Quizás todo tendría sentido si Alonso fuera un buen director. Porque, entonces, no haría más falta que hipnotizarse con las imágenes y dejarse llevar. Es probable que para muchos lo sea. La única certeza es que no hay planos de su filmografía que enamoren. Es posible que la razón esté en sus formas: su cámara nunca se compromete ni se ensucia como sus personajes. Tampoco se mueve. Se mantiene alejada, neutral y distante. Es conservador, no arriesga.

En Jauja, todo se trata de presumir. Se presume con la decisión de filmar en 4:3. Esto es: una pequeña ventana cuadrada dentro de una enorme pantalla de cine. ¿Por qué? Si la historia transcurre en el sur de la Argentina, donde los campos se lucen por la extensión y el pasto parece interminable, ¿para qué achicar el formato de la pantalla? ¿Simplemente para elegir una forma que nadie prefiere?

Alonso consigue su diplomado en conservadurismo en una secuencia clave de Jauja. Gunnar Dinesen forma parte de algún tipo de expedición de la Campaña del desierto. Es un danés que parece estar en busca de una tierra que le provea fortunas en un lugar despoblado. Pero su hija, Ingeborg, no está interesada en nada de eso. Es adolescente y linda. Ingeborg quiere tener sexo. Escapar con un soldado morocho y no demasiado brillante. Entonces, huye. Y tiene sexo con el soldado morocho. Pero la cámara decide no mostrar el momento en el que la rubia linda y el morocho feo se juntan. Pero, ¿cómo? Si la historia se toma el tiempo de mostrar cada uno de los elementos de la historia con un detalle abusivo, ¿cómo no mostrar la forma en la que tienen sexo una danesa de 15 años con un soldado de 18 en el medio del desierto del sur de Argentina? Lo que se filma es una planta, que intenta representar el momento de unión entre ambos.
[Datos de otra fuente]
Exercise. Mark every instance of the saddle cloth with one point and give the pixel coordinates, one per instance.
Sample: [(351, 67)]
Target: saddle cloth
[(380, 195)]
¿Por qué no enseñar esto y sí cómo un hombre despelleja a un cerdo en Los muertos? ¿Por qué el último plano de esta película dura varios minutos y no remite más que a un muñeco en el piso? ¿Por qué exhibir una y otra vez a un joven que prende un fuego, mea o caga en La libertad? ¿Por qué se ve a un hombre que duerme, duerme y duerme en Liverpool? ¿Por qué toda esa información es importante y no la forma  en la que la bella Ingeborg tiene sexo?

Jauja es tan inexpresiva e inconsistente que en buena parte de las casi dos horas de película aburre. Viggo Mortensen no sale herido, pero las actuaciones son malas. Completamente exageradas y absurdas.

Parece muy obvio que en cada secuencia Alonso pretende ser distinto. Pero no lo consigue. En Jauja, es fácil encontrar aires similares con otros directores. Tarkovsky, sin dudas. Bergman, también. Y es imposible no pensar en Lucrecia Martel mientras se aprecian esos largos y distantes planos al desierto. Resulta que su cine es muy diferente al de Alonso: rebalsa vida y honestidad. Tiene encanto para filmar y es arriesgado. Lo tiene todo.

Es posible que nadie sepa quién lo empezó, aunque sí es fácil detectar de dónde se escribieron los primeros capítulos del cuento de Lisandro Alonso: Cannes. Desde su primera película (Libertad, 2004), los films del director argentino tuvieron lugar en el festival más prestigioso del mundo. Siempre tuvieron buena repercusión. A partir de ahí, fue como una ola. Los críticos de acá repitieron lo que decían los de allá. El cuento de este joven director de 40 años empezó hace bastante. Y parece que todavía tiene varias páginas más por escribir.